Contracting Gaps Between Lead Health Homes and Managed Care Organizations
CMAs must work with their lead HHs to ensure that all of the members they currently have enrolled are also in managed care plans that are contracted with that lead. The plans are expected to become part of the billing process in October, 2017 and at that time, if a Health Home Member is enrolled through a lead HH that is not contracted with their managed care plan, it will not be possible to bill for HH services. If this issue occurs prior to October, 2017, there is a workaround to get billing through.
HIV Viral Load Suppression and Standards
iHealth recommends that lead Health Homes and data / technology vendors include the tracking of viral load suppression indicators and standards of care for HIV clients through policies and procedures and system enhancements. Much of this information is available in local RHIOs (Healthix) so we must find ways to pull in data automatically whenever possible. Click here to see NYS's Ending the AIDS Epidemic.
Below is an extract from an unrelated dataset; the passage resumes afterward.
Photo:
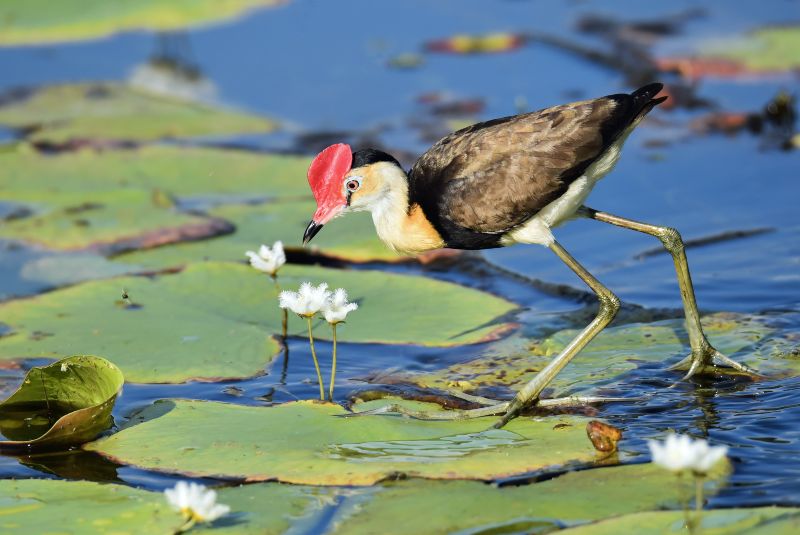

Care Plan Updates and Billable Encounters
iHealth encourages Lead HHs and data / technology vendors to develop technology solutions to support the need to link care plan updates to billable encounters. This could be accomplished by making a more direct link between the progress note and the care plan. As a care manager enters their progress note, they should be able to link that encounter easily to one or more care plan goals. This prevents the care manager from having to enter duplicate information in a progress note and then separately in the care plan. Until such options are available, a care plan update should not be required for an encounter to be billable.
The requirement for front line care managers to obtain documentation confirming eligibility for the Health Home Program is challenging as medical providers are not incentivised to provide this documentation. Fortunately, there are many places where eligibility information already exists. Efforts should continue to obtain eligibility confirmation from sources such as PSYCKES, RHIOs, hospital or medical partners, performing provider systems, and local government agencies. Finding ways to automate the exchange of this information will signicantly ease the burden on the care manager and the clients they work with.